Beitrag von weinaffe »

Hallo zusammen,

vor gut einer Woche konnte ich an einer von Slow Food organisierten Probe mit dem Thema "Fränkische Burgunder" teilnehmen. Die Probe fand in den Räumlichkeiten des Weingutes Wirsching in Iphofen statt und wurde von den Önologen Dr. Klaus-Peter Heigel (Weingut Wirsching) und Nicolas Frauer (Juliusspital Würzburg) moderiert. Ziel dieser Probe sollte sein, die Charakteristika weisser und roter Burgunder aus Franken zu beleuchten und diese -ohne Wertung des Besseren oder Schlechteren- mit dem einen oder anderen Original zu vergleichen.

Zunächst wurde als Willkommentrunk der Spitzensekt von Wirsching aus der Magnum ausgeschenkt:
2018er "Heinrich" Prestige Cuvee Brut Nature (Wirsching)
Cuvee aus Spätburgunder und Weissburgunder, 4 Jahre Hefelager-- S:7,0--RZ: 0,9--12 Vol%--- 34 EURO ab Weingut
Cremig-eleganter Schäumer mit feiner Perlage und etwas Holzaromatik, sehr harmonisch und ein echter Crowd-Pleaser. Erinnert in der Stilistik etwas an die Schäumer von Reinecker.
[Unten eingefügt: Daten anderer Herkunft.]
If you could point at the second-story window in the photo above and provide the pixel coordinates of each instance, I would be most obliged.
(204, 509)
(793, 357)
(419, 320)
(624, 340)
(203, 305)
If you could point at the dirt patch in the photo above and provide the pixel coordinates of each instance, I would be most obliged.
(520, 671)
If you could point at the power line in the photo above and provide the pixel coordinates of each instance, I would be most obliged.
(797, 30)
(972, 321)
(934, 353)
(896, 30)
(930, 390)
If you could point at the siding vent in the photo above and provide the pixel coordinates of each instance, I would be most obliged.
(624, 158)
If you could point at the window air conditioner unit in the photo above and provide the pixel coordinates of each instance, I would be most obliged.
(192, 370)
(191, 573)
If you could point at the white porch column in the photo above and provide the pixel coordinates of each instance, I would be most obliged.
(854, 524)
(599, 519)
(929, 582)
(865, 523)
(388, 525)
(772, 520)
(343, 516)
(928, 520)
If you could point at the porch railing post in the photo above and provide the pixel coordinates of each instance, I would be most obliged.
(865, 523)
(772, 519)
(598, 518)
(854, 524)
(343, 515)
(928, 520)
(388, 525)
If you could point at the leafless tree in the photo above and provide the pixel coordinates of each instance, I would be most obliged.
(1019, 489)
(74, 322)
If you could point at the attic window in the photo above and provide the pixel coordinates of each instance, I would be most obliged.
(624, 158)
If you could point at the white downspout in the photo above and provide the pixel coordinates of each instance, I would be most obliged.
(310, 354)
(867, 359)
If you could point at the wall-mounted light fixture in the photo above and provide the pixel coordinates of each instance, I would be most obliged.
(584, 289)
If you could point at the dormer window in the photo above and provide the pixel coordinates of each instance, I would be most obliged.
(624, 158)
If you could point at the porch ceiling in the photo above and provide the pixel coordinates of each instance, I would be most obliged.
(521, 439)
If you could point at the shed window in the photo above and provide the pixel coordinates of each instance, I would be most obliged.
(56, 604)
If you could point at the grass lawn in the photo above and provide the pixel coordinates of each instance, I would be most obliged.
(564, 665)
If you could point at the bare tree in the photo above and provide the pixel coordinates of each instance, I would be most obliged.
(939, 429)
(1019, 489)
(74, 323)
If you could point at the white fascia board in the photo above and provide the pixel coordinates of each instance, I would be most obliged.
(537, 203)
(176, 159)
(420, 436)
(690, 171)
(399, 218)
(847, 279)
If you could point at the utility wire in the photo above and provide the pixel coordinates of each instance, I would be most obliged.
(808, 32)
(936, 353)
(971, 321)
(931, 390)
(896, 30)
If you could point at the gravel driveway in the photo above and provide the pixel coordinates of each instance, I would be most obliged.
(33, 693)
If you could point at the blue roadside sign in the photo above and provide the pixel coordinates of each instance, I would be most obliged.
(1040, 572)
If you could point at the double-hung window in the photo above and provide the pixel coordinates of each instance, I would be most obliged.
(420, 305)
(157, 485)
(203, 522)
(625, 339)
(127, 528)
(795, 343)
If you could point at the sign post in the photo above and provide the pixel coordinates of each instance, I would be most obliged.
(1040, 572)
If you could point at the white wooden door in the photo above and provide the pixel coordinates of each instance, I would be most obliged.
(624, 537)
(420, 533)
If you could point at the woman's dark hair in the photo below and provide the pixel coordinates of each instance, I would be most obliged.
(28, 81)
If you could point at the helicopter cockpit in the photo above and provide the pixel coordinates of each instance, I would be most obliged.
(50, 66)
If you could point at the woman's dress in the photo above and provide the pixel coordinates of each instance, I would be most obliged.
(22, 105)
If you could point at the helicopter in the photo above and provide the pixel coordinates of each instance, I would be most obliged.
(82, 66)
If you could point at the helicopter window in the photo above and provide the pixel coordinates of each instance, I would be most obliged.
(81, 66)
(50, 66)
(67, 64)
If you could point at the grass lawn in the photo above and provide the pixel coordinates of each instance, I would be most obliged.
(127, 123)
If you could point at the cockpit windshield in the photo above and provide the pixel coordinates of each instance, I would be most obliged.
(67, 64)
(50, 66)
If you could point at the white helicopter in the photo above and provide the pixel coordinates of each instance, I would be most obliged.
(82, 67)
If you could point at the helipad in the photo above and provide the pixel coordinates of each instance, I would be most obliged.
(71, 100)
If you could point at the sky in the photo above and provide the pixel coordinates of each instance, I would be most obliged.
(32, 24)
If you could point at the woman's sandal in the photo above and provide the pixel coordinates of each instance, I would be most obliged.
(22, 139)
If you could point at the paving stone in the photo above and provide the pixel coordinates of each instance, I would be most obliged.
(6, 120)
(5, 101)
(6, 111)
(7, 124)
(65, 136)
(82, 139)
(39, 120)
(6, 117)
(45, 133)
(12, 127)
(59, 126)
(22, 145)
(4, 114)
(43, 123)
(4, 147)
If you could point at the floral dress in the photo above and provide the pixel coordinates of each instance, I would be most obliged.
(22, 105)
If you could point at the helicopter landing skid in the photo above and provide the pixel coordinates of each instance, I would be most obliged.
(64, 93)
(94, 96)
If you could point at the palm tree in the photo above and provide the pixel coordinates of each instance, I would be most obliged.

Sehr gut vinifiziert, aber auf hohem Niveau vielleicht etwas zu eingängig. Für den aufgerufenen Preis fallen mir doch einige andere Schaumweine ein, die mir mehr zusagen.

Anschließend gab es einen 4-er-Flight mit weissen Burgunderweinen aus Franken:

2023er Retzbacher Weißburgunder QW trocken (Christine Pröstler)
13,0 Vol%---RZ: 3,2---S: 5,8--- 11 EURO ab Weingut
blitzsaubere Nase, dezente Gelbfrucht, Hauch Mineralität, aber eher auf Frucht und Frische gebaut, mittlere Länge, ohne Fehl und Tadel, aber nicht sonderlich spannend. Gefällt aber sicherlich vielen.

2022er Nordheimer Kreuzberg Chardonnay QW trocken (Waldemar Braun, Nordheim)
13,0 Vol%---RZ:1,4---S: 6,4--- 12 EURO ab Weingut
In der Nase etwas Marille und Apfel, aber keine plakative Frucht, recht straff am Gaumen, richtig trocken, Alkohol bestens verpackt, kleines Loch in der Mitte, hat aber im Gegensatz zum Vorgänger noch etwas Entwicklungspotential. Gelungener fränkischer Chardonnay in der Einstiegsklasse.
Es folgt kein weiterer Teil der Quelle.